NO GROUND RODS at a pool!!!
This is one of the most misunderstood practices that many do, a ground rod will not remove this voltage that has many amps of current behind it and can not reduce this voltage, lets say you have a good rod and got the code minimum of 25 ohms, @ 3 volts will only cause 120ma of current flow, no where near enough to affect this voltage.
If this voltage goes away when the main is turned off then it is caused by the voltage drop of the service neutral, if it remains then it is a voltage drop from the primary neutral feeding the transformer, it could be a bad primary neutral connection (MGN) that the POCO can track down and fix, another method is to get the POCO to install a neutral isolator or neutral blocker, installed between the primary neutral and the secondary neutral, if this is a normal voltage drop on the MGN then it would remove this problem, but if it is coming from the secondary neutral voltage drop then the only way would be to over size the service neutral to the transformer.

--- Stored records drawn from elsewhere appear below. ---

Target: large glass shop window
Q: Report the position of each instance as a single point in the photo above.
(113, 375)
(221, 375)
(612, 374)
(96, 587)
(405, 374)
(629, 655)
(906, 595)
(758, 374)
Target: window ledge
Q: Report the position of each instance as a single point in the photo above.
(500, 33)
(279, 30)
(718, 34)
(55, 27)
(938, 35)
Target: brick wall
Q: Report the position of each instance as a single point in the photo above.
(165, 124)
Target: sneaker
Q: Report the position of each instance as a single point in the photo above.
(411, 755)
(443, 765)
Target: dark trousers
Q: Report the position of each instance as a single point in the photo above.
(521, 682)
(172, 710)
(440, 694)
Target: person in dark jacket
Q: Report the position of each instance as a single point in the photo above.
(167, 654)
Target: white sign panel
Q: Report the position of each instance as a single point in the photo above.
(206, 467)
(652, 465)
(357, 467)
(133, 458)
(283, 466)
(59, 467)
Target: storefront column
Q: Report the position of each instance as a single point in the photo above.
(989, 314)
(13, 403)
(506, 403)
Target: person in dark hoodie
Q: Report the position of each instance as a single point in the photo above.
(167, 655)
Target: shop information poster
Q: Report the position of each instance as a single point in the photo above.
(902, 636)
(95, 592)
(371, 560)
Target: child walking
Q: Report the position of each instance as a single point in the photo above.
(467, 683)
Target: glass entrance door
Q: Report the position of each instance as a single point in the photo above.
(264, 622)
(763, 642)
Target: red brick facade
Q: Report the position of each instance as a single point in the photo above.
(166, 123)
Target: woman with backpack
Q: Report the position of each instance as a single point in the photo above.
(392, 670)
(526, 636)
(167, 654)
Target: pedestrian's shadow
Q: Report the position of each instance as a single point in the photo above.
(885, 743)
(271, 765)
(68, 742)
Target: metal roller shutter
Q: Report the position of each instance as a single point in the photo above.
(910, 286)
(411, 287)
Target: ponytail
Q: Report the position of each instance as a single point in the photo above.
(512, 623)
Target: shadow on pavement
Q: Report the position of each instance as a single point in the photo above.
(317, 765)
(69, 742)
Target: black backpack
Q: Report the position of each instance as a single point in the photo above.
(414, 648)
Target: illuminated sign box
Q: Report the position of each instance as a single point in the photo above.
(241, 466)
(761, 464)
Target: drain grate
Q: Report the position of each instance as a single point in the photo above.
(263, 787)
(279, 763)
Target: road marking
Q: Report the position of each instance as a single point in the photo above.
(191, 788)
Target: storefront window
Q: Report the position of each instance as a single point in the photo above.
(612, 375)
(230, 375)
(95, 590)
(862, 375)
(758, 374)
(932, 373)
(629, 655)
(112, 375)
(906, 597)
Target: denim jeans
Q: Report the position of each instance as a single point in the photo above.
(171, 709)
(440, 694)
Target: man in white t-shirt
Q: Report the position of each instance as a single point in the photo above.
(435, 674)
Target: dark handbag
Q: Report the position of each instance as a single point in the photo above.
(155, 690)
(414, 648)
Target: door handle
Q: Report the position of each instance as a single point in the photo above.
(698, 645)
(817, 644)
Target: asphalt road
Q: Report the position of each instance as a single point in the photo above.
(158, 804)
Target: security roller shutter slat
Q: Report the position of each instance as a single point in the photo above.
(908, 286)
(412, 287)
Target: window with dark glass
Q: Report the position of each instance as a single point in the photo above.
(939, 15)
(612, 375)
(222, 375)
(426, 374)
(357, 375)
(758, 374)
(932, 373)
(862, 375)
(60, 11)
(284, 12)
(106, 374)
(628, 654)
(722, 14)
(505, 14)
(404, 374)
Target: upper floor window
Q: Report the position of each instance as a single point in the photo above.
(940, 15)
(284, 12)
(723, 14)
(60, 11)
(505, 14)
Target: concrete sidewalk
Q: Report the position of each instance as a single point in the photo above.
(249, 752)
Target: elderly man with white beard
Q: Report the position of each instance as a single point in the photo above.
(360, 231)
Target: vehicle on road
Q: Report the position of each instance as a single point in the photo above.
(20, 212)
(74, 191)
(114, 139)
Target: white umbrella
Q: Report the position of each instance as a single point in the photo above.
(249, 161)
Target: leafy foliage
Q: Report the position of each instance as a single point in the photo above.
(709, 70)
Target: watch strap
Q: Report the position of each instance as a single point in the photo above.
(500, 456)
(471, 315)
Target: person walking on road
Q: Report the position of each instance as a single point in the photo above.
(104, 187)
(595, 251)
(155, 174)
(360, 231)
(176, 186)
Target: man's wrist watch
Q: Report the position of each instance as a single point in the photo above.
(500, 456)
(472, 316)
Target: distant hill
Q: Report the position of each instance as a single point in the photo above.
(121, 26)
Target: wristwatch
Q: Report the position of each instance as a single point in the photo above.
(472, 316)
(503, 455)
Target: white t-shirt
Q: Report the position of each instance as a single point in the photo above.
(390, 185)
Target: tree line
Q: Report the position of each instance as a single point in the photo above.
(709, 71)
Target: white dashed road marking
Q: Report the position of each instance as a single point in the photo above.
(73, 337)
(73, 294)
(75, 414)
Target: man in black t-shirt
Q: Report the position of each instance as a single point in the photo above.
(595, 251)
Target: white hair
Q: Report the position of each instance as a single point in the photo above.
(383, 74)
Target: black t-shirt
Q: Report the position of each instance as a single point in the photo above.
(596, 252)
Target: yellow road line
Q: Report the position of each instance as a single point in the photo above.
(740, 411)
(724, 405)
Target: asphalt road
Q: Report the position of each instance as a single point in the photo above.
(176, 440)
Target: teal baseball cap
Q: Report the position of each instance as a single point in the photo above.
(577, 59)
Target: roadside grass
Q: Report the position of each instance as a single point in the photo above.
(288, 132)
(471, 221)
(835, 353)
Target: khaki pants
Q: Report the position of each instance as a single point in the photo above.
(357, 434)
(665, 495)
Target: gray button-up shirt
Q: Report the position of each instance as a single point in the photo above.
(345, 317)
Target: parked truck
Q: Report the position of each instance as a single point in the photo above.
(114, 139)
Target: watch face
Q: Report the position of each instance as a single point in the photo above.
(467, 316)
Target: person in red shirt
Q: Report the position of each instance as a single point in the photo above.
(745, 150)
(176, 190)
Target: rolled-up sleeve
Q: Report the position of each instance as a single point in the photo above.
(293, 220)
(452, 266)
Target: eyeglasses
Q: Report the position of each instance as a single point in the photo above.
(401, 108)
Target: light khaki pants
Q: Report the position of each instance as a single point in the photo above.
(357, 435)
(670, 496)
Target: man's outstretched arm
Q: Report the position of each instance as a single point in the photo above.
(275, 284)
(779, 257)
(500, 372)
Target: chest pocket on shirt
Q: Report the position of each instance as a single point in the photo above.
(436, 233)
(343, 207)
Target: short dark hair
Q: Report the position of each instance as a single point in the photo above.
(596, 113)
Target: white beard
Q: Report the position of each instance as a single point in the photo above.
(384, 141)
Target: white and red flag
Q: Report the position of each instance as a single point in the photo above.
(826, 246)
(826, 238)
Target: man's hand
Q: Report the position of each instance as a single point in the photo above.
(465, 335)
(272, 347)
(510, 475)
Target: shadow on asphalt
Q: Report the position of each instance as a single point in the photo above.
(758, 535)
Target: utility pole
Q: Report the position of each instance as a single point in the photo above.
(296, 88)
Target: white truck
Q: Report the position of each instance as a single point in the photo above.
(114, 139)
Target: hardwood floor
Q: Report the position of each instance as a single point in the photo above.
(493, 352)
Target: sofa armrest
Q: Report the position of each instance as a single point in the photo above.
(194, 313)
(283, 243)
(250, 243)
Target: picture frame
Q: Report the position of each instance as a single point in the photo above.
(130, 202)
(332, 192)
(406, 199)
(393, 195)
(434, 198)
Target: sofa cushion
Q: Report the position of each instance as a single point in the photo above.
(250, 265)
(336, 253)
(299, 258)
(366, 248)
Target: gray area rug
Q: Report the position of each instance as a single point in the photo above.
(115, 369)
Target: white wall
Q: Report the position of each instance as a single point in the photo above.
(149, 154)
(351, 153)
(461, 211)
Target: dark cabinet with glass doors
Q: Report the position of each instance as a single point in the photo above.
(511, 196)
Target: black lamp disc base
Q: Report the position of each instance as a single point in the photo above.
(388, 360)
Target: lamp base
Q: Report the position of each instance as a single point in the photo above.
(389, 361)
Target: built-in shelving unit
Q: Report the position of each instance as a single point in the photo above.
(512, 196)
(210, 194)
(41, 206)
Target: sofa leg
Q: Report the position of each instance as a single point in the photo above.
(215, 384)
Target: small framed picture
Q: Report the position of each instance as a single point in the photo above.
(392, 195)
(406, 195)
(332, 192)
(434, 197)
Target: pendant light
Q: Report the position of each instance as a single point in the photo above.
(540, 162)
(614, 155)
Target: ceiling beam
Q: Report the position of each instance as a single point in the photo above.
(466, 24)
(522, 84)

here are some of the other dangers you are dealing with if you do not have an EPB around the pool:
a loss of a connection of the service neutral from the point of the main bonding jumper and the transformer will result in very high voltages between the water and this hand rail.
A large fault to the neutral or grounding from any hot will also cause the hand rail voltage to be increased.
the two above will cause the neutral to earth voltages at the service to rise much higher which through the EGC to the pool which could cause a high enough voltage to cause a person to be killed.
Here is my arm chair thoughts on what could be going on:
from what you have said, the railing is bonded to the pump which is bonded to the service neutral via the EGC ran to the pump, the water is at earth potential thus giving you the 3 volt drop of the service neutral??
my second version is that the pool installers did bond the pool casing to the pump but when the deck installers installed the deck they didn't install the bond from the pool or pump to the hand rail or the re-bar in the deck???? again then this puts the pool water at the voltage drop of the service neutral to earth and the hand rail along with the deck at the potential of remote earth???
running a small wire 30' away from the pool and connecting it to a small rod or even a screw driver stuck into the soil, then use the other end of the wire to see what is at the earth potential and what is at the potential of the service grounding (PUMP EGC), this will tell you what is bonded and what is not, then you could find a fix for what is not bonded to the service neutral putting a 1k ohm resistor between you leads will also keep you from reading stray voltage, I wrap it around the plugs right where it plugs into the meter, if measuring to the water the resistor will reduce the reading but shouldn't when reading to remote earth to the pump or hand rail, I would take readings with the resistor and without.
if it turns out that only the deck/handrail is the problem then talk them into a new deck this time with the proper bonding to the pump and pool, another fix and a cheaper choice is to have a concrete person saw cut a grove large enough for a #8 bare solid coper wire in the deck to the hand rail from the pump to lay a #8 solid copper wire in it with at least 20 feet of the wire to be in the grove, if this can be done in or at the location of an existing grove it would not be as noticeable, fill the grove back in with concrete and finish to match the existing, bond it to both the pump and the hand rail, this is only if the test above shows the 0 volts from the hand rail to remote earth but 3 volts from the hand rail to the pump grounding.